Twenty four women artists were represented with works produced in oils, watercolour, sculpture, prints on paper and fabric, ceramics, china painting and weaving. There were some highly accomplished women printmakers in WA during the 1920s and 1930s and Beatrice Darbyshire (1901-1988) was well represented by some excellent prints and drawings. A small work in drypoint, The Silver Terrier (c.1930) brilliantly captures the wirey-ness of the dog's coat and its bright-eyed sharpish character. Darbyshire and a number of the other artists including Flora Landells, Florence Hall and Amy Heap, were attracted to the majestic nature of the tall timbers in the State, indicating many sketching parties into the bush. Despite the assumptions about women artists being constrained in their practice and sense of 'place', historical research, to the extent it has been undertaken in this state, suggests otherwise. Many were independent minded and were out in the bush recording the flora with their watercolours, or hewing large pieces of furniture and decorating these with carvings. Perhaps being a modern woman was as much about being free to follow one's convictions as an awareness of current cultural trends.
The landscape tradition was particularly dominant in Western Australia, almost to the exclusion of the city as an alternative subject. Harold Vike was an exception to this and Portia Bennett who often chose high vantage points to record the buildings and streets of Perth. HerHoward Street, Perth (watercolour, 1934) is typical of a Bennett cityscape in which people are very much secondary to the built structures. Bennett confirms the sense that pre World War II Perth was not a bustling metropolis, but a pretty country town redolent with sunlight falling on sleepy streets. By comparison, particular contemporary photographic images of Perth (by male photographers, and not part of this show) reveal the impact of modern European photography which could turn (a benign) 'Sleepy Hollow' into dynamic New York.

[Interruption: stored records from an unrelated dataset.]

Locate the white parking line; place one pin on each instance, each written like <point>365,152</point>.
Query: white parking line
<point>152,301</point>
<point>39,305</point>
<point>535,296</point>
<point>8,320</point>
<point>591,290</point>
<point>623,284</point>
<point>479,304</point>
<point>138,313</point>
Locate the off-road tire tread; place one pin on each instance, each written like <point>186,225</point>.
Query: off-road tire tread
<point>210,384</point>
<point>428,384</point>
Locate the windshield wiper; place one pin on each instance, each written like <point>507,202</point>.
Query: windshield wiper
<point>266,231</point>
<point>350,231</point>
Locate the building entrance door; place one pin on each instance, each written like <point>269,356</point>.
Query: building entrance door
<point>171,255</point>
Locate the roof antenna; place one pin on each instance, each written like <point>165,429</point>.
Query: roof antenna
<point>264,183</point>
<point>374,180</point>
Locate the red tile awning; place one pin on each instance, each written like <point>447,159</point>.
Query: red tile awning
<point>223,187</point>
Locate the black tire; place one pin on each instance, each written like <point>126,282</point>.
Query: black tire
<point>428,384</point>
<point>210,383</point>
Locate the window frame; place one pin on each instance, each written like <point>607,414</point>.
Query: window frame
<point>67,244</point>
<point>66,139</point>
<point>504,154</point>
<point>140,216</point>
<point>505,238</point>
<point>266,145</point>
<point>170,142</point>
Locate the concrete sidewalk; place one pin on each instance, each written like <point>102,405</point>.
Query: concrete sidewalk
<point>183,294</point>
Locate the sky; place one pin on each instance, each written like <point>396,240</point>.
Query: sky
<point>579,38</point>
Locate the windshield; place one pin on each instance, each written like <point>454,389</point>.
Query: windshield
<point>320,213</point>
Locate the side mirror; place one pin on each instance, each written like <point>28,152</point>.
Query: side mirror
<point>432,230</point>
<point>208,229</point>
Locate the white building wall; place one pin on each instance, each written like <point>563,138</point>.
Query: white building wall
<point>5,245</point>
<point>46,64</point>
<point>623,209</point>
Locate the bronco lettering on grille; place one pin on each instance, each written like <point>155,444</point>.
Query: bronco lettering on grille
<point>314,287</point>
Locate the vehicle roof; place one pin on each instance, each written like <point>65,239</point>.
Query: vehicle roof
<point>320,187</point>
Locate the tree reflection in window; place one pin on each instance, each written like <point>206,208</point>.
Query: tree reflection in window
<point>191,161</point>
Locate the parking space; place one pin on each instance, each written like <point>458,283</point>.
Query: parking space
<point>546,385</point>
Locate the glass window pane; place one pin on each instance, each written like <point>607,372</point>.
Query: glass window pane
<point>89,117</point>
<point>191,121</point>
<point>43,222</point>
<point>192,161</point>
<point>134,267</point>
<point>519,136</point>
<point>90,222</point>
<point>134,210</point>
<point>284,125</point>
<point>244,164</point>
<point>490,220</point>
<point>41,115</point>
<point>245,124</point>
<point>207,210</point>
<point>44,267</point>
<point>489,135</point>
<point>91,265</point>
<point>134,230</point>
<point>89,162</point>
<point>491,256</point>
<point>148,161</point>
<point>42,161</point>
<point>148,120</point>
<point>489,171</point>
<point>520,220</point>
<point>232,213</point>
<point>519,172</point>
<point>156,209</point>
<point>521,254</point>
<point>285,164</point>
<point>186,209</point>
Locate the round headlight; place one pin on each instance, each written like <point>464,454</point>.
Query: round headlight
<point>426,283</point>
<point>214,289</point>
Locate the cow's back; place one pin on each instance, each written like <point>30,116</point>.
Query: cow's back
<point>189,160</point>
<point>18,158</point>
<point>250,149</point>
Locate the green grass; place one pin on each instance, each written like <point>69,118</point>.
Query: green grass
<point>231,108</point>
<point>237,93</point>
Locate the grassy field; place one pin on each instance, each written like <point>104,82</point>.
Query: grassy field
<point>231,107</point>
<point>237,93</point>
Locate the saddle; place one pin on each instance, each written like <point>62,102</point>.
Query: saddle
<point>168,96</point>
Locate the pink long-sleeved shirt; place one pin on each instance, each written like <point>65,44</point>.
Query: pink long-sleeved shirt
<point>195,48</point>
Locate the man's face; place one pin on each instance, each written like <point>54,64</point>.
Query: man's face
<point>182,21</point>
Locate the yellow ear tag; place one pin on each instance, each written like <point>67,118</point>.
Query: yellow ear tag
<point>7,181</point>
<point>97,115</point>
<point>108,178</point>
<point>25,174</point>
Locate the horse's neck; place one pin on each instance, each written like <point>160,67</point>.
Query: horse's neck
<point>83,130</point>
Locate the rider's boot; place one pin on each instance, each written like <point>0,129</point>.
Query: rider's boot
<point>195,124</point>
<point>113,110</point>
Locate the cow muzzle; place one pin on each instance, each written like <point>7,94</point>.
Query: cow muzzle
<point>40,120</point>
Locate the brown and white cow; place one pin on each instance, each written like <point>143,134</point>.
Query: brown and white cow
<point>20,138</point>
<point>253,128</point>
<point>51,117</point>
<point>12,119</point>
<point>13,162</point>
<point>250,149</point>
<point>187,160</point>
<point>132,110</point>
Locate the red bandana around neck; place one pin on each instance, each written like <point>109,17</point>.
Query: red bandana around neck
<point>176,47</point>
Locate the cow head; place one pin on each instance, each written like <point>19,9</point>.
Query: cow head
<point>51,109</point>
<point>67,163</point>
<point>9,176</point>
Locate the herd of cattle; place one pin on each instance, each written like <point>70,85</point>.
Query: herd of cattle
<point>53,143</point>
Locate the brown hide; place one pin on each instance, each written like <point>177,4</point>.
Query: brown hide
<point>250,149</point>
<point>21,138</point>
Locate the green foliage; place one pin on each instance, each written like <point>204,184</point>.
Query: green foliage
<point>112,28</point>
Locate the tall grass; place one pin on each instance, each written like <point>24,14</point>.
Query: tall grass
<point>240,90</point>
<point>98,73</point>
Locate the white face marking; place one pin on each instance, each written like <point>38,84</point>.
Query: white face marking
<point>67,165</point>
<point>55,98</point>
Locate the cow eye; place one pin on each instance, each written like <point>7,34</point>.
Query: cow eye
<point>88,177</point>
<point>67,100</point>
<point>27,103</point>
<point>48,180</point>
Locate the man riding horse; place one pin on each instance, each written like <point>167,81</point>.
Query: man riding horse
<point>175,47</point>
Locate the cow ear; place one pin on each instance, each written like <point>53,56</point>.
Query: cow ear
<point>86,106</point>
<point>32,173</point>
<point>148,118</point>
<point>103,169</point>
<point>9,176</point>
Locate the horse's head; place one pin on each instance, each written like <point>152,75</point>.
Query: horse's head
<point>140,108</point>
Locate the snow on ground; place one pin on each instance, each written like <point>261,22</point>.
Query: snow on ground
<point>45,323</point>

Much more gutsy, and unusual in the context of the Perth art scene during these decades, are the works of Elizabeth Blair Barber (b.1909). Her individualistic approach to form created with slashing brushstrokes endows the Portrait of Audrey Greenhalgh (c.1950) with high tensioned nervous energy. Through her training and travels abroad, Blair Barber was exposed to the international art scene, and it is this that may have sustained her uncommon style in a highly conservative home environment. A recent retrospective of her work has assured Blair Barber a place in WA's cultural pantheon. Unfortunately, the absence of a catalogue denies us the hidden story lines behind these works.